California senate passes bill to let nurses perform abortions
California’s Senate passed a bill to permit nurse-midwives and others to perform some types of abortions now done only by doctors.
The measure by Assembly Majority Leader Toni Atkins, a San Diego Democrat, passed the Senate 25 to 11. The bill now goes back to the Assembly, which passed it in May, to ratify amendments before going to Governor Jerry Brown, a Democrat.
If signed, California would allow abortions by midwives, physician assistants and nurse practitioners in the first 12 weeks of pregnancy. Four others states permit non-physician abortions: Montana, New Hampshire, Oregon and Vermont, according to a University of California, San Francisco, study. Thirty-nine states require a licensed physician.
“All women should have timely access to reproductive health care regardless of whether they live in urban or rural areas and without excessive expense or travel,” Atkins said in a statement. The bill “will help fill the gap created by the fact that over half of California’s counties lack an abortion provider.”
The California bill bucks a national trend as states such as Texas and North Carolina have passed restrictions on abortion providers.
While the U.S. Supreme Court’s 1973 decision in Roe v. Wade struck down many state laws restricting abortion, statutes vary across the U.S. A flurry of new restrictions have been added in the past three years.
States Opposed
In Kansas, Governor Sam Brownback, a Republican, signed legislation April 19 that bans abortions on the basis of fetal gender, declares that life begins at fertilization and prohibits public funding for abortions.
In North Dakota, Republican Governor Jack Dalrymple signed a law in March making it a felony for a doctor to perform a nonemergency abortion once a fetal heartbeat can be detected, as early as six weeks into a pregnancy, with no exceptions for victims of rape or incest.
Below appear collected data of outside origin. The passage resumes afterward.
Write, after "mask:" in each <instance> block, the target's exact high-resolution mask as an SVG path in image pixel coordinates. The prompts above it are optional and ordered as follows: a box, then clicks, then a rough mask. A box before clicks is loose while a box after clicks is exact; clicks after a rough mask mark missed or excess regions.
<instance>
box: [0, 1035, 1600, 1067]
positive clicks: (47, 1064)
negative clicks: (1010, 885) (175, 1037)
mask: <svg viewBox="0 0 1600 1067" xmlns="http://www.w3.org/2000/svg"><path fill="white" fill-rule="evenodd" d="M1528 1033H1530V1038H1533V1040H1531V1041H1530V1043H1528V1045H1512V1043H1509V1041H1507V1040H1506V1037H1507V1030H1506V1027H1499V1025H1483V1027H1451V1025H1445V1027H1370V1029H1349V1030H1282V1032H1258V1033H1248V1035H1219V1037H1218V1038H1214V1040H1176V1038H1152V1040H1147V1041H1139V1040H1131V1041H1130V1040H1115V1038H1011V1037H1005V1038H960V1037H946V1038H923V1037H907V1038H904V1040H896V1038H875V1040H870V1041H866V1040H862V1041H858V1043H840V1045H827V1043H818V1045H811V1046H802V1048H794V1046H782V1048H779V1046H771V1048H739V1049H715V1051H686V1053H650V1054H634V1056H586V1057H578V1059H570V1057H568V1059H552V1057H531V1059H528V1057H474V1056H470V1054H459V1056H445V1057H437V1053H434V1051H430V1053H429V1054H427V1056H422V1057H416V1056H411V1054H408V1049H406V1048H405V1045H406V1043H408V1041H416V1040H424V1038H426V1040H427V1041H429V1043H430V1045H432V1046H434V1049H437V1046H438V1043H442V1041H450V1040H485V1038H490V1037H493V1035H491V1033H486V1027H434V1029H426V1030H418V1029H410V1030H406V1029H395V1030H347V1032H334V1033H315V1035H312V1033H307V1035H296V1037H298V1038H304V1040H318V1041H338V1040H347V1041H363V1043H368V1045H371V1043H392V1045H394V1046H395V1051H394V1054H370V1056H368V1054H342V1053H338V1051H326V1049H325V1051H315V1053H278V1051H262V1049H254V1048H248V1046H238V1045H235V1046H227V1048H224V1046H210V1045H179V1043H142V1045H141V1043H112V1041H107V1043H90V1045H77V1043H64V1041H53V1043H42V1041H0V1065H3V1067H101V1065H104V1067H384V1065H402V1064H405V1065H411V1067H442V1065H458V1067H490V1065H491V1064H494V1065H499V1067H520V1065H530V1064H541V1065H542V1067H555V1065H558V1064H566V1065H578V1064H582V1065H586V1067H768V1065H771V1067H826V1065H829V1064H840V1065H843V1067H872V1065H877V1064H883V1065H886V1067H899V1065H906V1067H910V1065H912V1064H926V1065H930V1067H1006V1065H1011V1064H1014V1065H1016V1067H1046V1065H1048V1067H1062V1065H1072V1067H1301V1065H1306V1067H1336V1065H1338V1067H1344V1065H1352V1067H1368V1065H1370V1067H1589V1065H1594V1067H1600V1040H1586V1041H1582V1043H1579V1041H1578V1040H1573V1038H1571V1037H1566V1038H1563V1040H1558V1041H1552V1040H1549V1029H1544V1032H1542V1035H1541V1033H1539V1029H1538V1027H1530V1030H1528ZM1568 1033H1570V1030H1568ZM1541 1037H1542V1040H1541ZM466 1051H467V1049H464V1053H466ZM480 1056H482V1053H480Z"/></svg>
North Carolina Governor Pat McCrory, a Republican, signed a law passed in July to make clinics meet structural requirements similar to those for outpatient surgical centers. Republicans said the measure would make clinics safer while opponents said it was an effort to deny access.
Texas Republican Governor Rick Perry signed a law last month that bans abortions after 20 weeks of pregnancy and requires the state’s 42 abortion clinics to meet standards similar to those for outpatient surgical centers.